Its leaves me completely gobsmacked, that not only are you practicing FGM and calling it something else but being hypocritical about it, that you believe you can take a moral high ground and teach us morality. It is as though to say, “we cannot trust you to make civilized modern decisions” or “that we don’t think you have it in you, the capability, to make sensible decisions” and to my dismay, that which really breaks my heart, leaving me feeling totally dejected is that not a single voice, not even a sound to condemn this till today is heard. Did we miss this or is it me taking things out of proportion? I believe a proper assessment of the possible outcomes is in order.

By the way, I do understand that the views of these few leaders is not necessarily the view of the entire citizenry of the UK. In fact, polls had shown that the majority of the citizenry did actually want to see a ceasefire in the Israel-Gaza war. So, this article is not for them but rather the leaders that are so mentioned. To add, did you know, the head of the ICC, Karim Khan, reported being told that ICC was meant for Africa and thugs like Putin? The commitment of Africa to these courts still baffles me.

I imagined two scenarios both of which birthed undesirable outcomes then a third occurred to me and I hope that is instead adopted. First is that the MPs advocating for the repeal decide to stand their ground despite the threat, considering no compromise at all, then the anti FGM law gets repealed. This measures up to opening pandoras box and we certainly do not want to go down that lane.

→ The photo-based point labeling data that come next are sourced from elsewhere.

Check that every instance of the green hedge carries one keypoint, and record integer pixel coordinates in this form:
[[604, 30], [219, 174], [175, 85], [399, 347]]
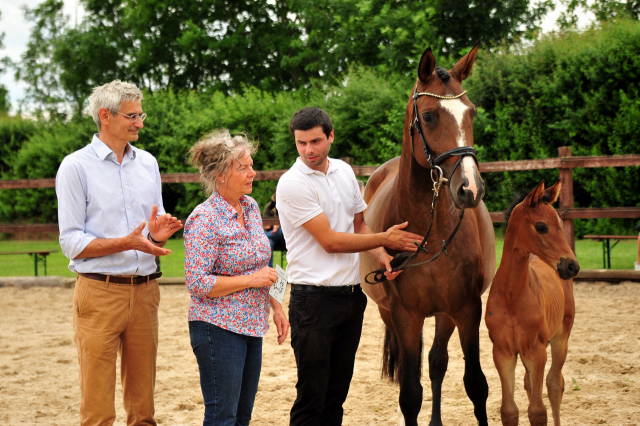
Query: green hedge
[[367, 112], [575, 89]]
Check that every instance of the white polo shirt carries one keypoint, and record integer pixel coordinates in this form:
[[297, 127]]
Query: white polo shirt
[[304, 193]]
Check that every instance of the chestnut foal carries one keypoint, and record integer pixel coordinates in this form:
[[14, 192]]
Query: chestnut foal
[[531, 305]]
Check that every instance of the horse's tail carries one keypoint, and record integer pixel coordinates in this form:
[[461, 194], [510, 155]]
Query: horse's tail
[[391, 362]]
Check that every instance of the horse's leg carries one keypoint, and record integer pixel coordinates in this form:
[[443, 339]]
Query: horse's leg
[[534, 361], [555, 380], [408, 328], [475, 382], [505, 362], [438, 363]]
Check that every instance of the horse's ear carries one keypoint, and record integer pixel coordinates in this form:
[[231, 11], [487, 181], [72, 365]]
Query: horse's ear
[[462, 69], [427, 65], [551, 194], [534, 196]]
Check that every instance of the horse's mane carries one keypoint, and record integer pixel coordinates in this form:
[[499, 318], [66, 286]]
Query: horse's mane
[[443, 74]]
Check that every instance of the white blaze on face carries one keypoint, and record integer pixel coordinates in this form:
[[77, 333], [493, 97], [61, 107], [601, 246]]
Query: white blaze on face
[[457, 108]]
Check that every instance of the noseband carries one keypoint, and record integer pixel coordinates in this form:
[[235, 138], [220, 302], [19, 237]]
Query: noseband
[[401, 260]]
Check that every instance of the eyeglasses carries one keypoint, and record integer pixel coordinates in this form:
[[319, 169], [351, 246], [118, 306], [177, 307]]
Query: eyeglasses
[[133, 117]]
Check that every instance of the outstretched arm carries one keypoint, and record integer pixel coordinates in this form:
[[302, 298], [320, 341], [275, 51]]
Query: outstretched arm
[[343, 242]]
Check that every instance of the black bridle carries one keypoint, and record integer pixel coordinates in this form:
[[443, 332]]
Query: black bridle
[[401, 260]]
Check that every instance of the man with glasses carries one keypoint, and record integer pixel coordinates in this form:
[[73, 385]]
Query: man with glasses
[[106, 191]]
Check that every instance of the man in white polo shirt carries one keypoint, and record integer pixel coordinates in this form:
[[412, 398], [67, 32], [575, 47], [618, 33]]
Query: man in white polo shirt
[[321, 214]]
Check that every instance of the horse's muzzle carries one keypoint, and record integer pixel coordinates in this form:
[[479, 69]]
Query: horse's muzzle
[[568, 268], [466, 198]]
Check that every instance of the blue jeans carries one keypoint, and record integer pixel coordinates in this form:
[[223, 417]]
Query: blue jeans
[[229, 366]]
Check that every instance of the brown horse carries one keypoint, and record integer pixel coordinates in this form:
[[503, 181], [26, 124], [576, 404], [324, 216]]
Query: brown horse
[[531, 304], [436, 150]]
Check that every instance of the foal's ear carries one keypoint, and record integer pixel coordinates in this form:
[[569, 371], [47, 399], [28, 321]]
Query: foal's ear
[[462, 69], [551, 194], [534, 196], [427, 65]]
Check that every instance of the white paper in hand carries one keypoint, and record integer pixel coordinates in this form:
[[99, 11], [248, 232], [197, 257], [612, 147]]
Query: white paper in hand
[[278, 288]]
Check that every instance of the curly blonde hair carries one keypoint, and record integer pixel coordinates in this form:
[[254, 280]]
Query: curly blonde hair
[[213, 155]]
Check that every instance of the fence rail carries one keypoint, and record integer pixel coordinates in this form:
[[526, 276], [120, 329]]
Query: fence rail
[[565, 162]]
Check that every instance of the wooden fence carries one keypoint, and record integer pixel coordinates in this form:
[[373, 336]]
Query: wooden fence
[[565, 162]]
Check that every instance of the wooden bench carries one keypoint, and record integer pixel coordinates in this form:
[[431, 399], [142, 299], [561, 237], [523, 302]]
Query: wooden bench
[[606, 247], [39, 256]]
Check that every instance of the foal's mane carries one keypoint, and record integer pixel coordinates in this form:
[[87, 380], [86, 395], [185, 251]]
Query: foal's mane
[[519, 197]]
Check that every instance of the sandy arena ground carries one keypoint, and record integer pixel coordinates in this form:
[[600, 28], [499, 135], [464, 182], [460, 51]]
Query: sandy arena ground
[[39, 368]]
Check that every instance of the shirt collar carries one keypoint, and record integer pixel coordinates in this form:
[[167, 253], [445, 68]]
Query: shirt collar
[[309, 171], [102, 150]]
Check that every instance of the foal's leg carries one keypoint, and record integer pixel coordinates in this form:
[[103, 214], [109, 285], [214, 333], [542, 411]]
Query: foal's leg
[[475, 382], [505, 361], [408, 328], [534, 361], [555, 380], [438, 362]]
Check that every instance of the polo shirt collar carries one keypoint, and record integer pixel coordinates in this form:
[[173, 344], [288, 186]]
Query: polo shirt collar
[[309, 171], [102, 150]]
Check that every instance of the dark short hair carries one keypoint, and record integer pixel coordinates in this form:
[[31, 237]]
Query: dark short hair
[[308, 118]]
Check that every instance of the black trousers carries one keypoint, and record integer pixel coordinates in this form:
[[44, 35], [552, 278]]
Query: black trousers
[[325, 333]]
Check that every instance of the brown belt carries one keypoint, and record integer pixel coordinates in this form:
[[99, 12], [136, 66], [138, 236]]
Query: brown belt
[[122, 280]]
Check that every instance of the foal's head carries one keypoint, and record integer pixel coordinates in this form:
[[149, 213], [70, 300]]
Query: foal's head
[[537, 229], [445, 116]]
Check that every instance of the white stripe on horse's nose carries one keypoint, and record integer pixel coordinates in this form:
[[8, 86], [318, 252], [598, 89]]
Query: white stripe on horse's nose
[[469, 170], [457, 109]]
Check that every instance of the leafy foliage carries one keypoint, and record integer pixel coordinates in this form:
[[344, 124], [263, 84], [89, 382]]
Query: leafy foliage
[[231, 45], [367, 112], [576, 89]]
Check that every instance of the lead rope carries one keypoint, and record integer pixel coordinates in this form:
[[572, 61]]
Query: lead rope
[[401, 260]]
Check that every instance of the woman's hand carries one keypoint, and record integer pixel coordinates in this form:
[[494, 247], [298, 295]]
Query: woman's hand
[[280, 320], [263, 278]]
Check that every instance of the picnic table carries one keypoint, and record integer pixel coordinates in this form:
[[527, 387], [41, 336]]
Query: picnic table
[[39, 256], [606, 247]]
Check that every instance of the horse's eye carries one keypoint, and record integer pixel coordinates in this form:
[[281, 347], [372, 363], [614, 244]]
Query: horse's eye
[[541, 228]]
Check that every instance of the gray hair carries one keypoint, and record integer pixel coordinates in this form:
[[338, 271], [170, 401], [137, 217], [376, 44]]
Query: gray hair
[[111, 96], [214, 154]]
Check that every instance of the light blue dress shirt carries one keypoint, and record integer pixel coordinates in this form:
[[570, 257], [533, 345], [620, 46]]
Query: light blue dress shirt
[[99, 198]]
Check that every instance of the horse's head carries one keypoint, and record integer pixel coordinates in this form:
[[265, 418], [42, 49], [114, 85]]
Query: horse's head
[[439, 127], [539, 230]]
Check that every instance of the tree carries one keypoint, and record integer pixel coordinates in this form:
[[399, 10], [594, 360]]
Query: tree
[[4, 93], [231, 45], [602, 10]]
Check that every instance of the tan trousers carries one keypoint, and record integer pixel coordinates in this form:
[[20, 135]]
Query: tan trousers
[[109, 319]]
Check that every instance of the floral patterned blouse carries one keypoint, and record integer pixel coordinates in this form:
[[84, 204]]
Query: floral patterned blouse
[[217, 245]]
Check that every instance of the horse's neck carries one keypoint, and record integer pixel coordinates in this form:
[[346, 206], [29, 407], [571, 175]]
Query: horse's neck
[[414, 181], [513, 273]]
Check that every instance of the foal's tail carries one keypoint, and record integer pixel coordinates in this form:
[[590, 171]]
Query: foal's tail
[[391, 361]]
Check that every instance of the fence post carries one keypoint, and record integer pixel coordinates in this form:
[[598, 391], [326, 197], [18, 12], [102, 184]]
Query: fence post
[[566, 195]]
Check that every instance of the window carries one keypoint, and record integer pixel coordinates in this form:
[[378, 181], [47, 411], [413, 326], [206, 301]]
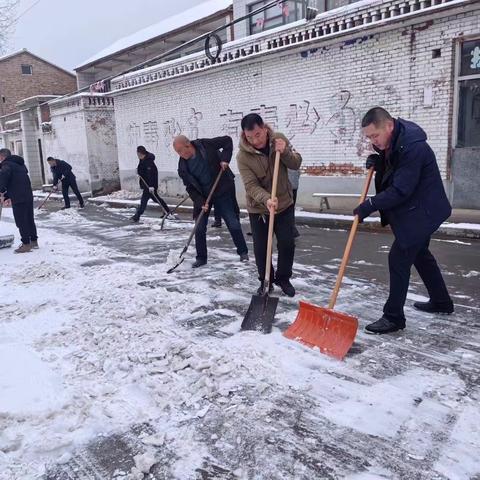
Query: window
[[276, 15], [468, 134], [287, 12], [27, 70]]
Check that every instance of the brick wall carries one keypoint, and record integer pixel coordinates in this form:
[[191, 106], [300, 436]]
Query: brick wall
[[316, 97], [83, 134], [46, 79]]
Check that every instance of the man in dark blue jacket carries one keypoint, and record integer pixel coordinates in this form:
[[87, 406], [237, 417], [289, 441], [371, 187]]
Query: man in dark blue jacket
[[15, 187], [411, 199], [147, 173], [199, 164], [62, 170]]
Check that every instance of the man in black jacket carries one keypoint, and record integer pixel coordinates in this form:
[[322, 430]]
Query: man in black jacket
[[15, 187], [199, 164], [411, 198], [148, 178], [62, 170]]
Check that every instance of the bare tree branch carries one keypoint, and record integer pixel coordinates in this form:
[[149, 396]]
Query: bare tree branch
[[8, 18]]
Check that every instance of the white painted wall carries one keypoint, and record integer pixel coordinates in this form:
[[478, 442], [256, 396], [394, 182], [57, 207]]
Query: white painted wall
[[317, 97]]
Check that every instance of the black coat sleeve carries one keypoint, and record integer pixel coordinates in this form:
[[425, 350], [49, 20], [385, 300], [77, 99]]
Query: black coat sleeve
[[405, 178], [56, 175], [5, 174], [224, 145], [195, 195]]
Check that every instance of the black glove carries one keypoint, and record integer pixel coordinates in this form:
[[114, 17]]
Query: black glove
[[372, 161], [364, 210]]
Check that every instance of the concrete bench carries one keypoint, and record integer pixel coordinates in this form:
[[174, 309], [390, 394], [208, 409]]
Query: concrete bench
[[325, 196]]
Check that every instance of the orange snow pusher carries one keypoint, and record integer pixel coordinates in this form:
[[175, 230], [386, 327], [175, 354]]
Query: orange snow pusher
[[332, 332]]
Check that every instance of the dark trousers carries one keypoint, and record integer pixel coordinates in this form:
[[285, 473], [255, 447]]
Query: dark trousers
[[284, 229], [24, 219], [216, 213], [71, 183], [225, 206], [146, 196], [400, 263]]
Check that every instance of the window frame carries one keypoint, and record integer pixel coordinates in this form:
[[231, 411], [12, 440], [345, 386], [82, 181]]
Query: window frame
[[251, 7], [26, 65], [458, 79]]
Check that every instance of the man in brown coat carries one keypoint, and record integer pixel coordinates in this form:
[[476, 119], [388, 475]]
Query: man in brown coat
[[256, 160]]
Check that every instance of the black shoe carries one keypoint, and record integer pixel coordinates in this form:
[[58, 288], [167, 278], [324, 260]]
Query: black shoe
[[431, 307], [199, 262], [260, 288], [384, 325], [287, 287]]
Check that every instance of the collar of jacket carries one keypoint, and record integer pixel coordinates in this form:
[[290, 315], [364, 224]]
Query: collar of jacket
[[246, 147]]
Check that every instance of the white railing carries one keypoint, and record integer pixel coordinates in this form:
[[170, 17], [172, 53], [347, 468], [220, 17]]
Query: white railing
[[339, 22]]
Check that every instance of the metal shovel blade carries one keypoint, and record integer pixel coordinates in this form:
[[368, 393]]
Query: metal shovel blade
[[260, 314], [180, 261], [6, 241], [332, 332]]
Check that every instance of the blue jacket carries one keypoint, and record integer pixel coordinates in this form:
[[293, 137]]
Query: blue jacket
[[410, 194], [216, 150]]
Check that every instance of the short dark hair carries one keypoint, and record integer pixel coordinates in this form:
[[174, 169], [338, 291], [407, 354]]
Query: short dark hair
[[251, 120], [377, 116]]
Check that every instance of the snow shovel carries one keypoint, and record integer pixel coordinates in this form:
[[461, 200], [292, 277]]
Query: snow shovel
[[172, 212], [46, 200], [181, 258], [261, 312], [6, 241], [332, 332], [153, 195]]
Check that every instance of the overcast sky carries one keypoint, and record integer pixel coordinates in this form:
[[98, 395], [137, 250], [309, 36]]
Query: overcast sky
[[67, 32]]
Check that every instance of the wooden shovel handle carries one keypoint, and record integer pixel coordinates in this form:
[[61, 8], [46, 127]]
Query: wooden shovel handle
[[271, 222], [202, 212], [154, 196], [45, 201], [348, 249]]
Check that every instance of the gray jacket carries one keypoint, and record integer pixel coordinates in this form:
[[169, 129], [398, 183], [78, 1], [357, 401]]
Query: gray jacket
[[294, 177]]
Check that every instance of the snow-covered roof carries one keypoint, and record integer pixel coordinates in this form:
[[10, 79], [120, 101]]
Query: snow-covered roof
[[28, 52], [163, 27]]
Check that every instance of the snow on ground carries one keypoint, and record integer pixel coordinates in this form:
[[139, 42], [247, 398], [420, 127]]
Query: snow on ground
[[102, 352]]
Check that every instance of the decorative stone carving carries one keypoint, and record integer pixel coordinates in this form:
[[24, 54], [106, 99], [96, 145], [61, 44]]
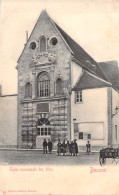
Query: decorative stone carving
[[43, 58]]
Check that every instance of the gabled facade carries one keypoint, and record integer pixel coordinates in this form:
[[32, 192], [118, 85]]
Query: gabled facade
[[62, 91]]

On the other hand, the MPs give in and abandon their advocacy, that is probably a gloomier and more somber path to go down, as it sets a very scary precedence. The MPs are policy makers, one can say the guardians of the policy, tasked with debating, sieving and carefully enacting laws that are in the best interest of the country. Should it be seen that this threat of visa bans worked, it means, henceforth, should the UK or its leaders disagree with any policy being discussed at the level of the national assembly, they need only but make a statement and we will fall in line. Why does that so much sound like colonialism? I still can’t get my head around the audacity, if you’re thinking it’s mainly our own doing, you’re probably right. It would be naïve of any Gambian, even if advocating against the repeal of the law to take this threat for the winning blow.

Thirdly, and I so hope this is what ends up happening, is that the MPs maintain decorum, stay collected, debate the issue based on available evidence to come to a conclusion that is best for the nation and its people.

To conclude, it is apparent from the discussion above that culture does have a role to play in the practice of medicine and ours should not be an exception. It’s important to note, however that should evidence come to us with regards to the harmful nature of certain aspects of our culture, we should do away with them completely and not adopt double standard positions. Hence, as recommended anything from type Ib of FGM upwards should be abandoned.

However, considering the fact that type Ia is not associated with the complications cited for the other types of FGM and there is even the slightest potential for benefits, and allowing this type gets to end the debate on the topic thereby allowing for other pressing issues to be discussed. Shouldn’t that be considered? Regardless of the practice based on religion or culture.

The concern about the strain on the health system can be dealt with by employing task shifting, like that which is employed when general nurses are trained to conduct deliveries like midwives, or even nurses trained to do male circumcision.

Note: Female circumcision does not have to be done at birth, as per the study by  , the age range for those that had type Ia was between 9 – 12yrs.

I hope to see a statement, sooner rather than later, condemning these threats in no uncertain terms and that we finally conclude on the topic of FGM. Hopefully, it has opened our eyes to a lot of double standards and by now we would graduate from using the “west” as our reference for a moral compass. Until I have to write again and hopefully not on FGM, peace be upon you!upon you!